Menurut dia, rekrutmen pendamping desa tetap dilakukan denga
cara terbuka dan profesional.
"Pemerintah melakukan rekrutmen secara
professional untuk dijadikan pengawas Anggaran Desa (Pendamping Desa) sudah
sesuai dengan payung hukum Peraturan Menteri Desa, Pembangunan Daerah Tertinggal,
dan Transmigrasi Nomor 3 Tahun 2015 tentang Pendampingan Desa," ujar Asep dalam keterangan persnya.
Seperti diketahui, rekrutmen pendamping desa dilakukan
secara terbuka dan dilakukan secara profesional. Namun mantan pendamping PNPM
yang merasa sudah berpengalaman ingin bahwa mantan PNPM masuk secara otomatis
menjadi pendamping desa dengan kontrak lima tahun.
Asep juga membeberkan mengapa pihaknya mendukung penuh
pendamping desa dilakukan secara terbuka dan professional, karena berkaca dari pengalaman,
penunjukan pendamping PNPM yang dilakukan secara tertutup menimbulkan masalah
baru.
"Berdasarkan laporan yang dibuat BAPPENAS tahun
2013 yang mengutip dari BPKP menemukan beberapa penyalahgunaan keuangan PNPM.
BPKP mencatat bahwa dari tahun 2007 hingga 2012 terjadi tren peningkatan
penyalahgunaan.
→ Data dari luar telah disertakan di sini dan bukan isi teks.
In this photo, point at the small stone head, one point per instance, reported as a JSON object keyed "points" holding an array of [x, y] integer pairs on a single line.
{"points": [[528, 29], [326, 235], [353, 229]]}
Tahun 2007, ada 288 temuan dengan nilai Rp1,8 miliar, dan terus
meningkat pada tahun 2012 yang mencapai Rp29,388 miliar," ujar Asep.
"Main area korupsi ini adalah penggelapan dan mark
up anggaran fiktif, jadi berbagai kasus sebenarnya sudah muncul dari PNPM, kita
meminta pemerintah menolak rekrutmen eks PNPM menjadi Pendamping Desa secara
langsung, karena hal itu ditunggangi elit politik," lanjut Asep.